The glycan processing and site occupancy of recombinant Thy-1 is markedly affected by the presence of a glycosylphosphatidylinositol anchor

• Published in: Glycobiology (Oxford) Vol. 9; no. 12; pp. 1381 - 1387
• Main Authors: Devasahayam, Mercy, Catalino, Peter D., Rudd, Pauline M., Dwek, Raymond A., Barclay, A. Neil
• Format: Journal Article
• Language: English
• Published: England Oxford University Press 01.12.1999; Oxford Publishing Limited (England)

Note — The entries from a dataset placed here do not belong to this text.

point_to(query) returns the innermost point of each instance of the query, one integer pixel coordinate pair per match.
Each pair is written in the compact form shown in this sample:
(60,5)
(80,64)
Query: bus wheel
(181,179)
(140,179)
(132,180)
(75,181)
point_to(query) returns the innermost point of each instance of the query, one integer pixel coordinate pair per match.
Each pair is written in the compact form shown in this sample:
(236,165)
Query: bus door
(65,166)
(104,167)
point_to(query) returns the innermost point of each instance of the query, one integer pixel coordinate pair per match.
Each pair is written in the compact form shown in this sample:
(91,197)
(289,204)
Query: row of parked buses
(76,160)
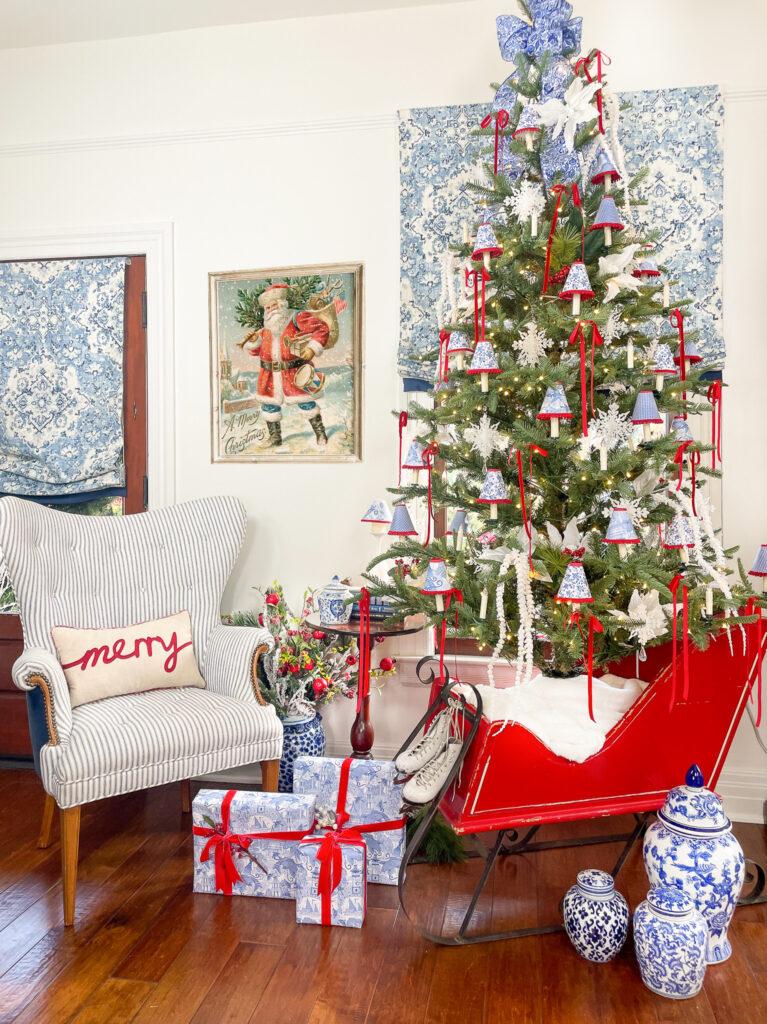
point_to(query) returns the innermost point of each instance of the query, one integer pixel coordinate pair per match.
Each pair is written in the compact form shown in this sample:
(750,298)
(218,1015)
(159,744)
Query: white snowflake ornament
(531,345)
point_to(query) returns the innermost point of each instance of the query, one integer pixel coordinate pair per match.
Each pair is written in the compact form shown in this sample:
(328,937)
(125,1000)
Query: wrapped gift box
(372,797)
(228,859)
(340,896)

• Subjects: Animals; Binding Sites; CHO Cells; Cricetinae; Fucose - analysis; Glycosylation; glycosylphosphatidylinositol anchor; Glycosylphosphatidylinositols - genetics; Glycosylphosphatidylinositols - metabolism; Mannose - analysis; N-Acetylneuraminic Acid - analysis; Rats; Recombinant Proteins - metabolism; sequon occupancy; Solubility; Thy-1; Thy-1 Antigens - chemistry; Thy-1 Antigens - genetics; Thy-1 Antigens - metabolism; Tunicamycin - pharmacology
• ISSN: 0959-6658; 1460-2423
• DOI: 10.1093/glycob/9.12.1381

Thy-1 is a cell surface glycoprotein containing three N-linked glycosylation sites and a glycosylphosphatidylinositol (GPI) anchor. The effect of the anchor on its N-linked glycosylation was investigated by comparing the glycosylation of soluble recombinant Thy-1 (sThy-1) with that of recombinant GPI anchored Thy-1, both expressed in Chinese hamster ovary cells. The sThy-1 was produced in a variety of isoforms including some which lacked carbohydrate on all three sequons whereas the GPI anchored form appeared fully glycosylated like native Thy-1. This was surprising as the attachment of N-linked sugars occurs cotranslationally and it was not expected that the presence of a C-terminal GPI anchor signal sequence would affect sequon occupancy. Furthermore sThy-1 lacking glycosylation could be produced with the inhibitor tunicamycin but in contrast cell surface expression of unglycosylated GPI anchored Thy-1 could not be obtained. The GPI anchored form appeared less processed with almost 4-fold more oligomannose oligosaccharides than in sThy-1 and also with less sialylated and core fucosylated biantennary glycans. Possible mechanisms whereby the anchor or the anchor signal sequence, control site occupancy and maturation are discussed.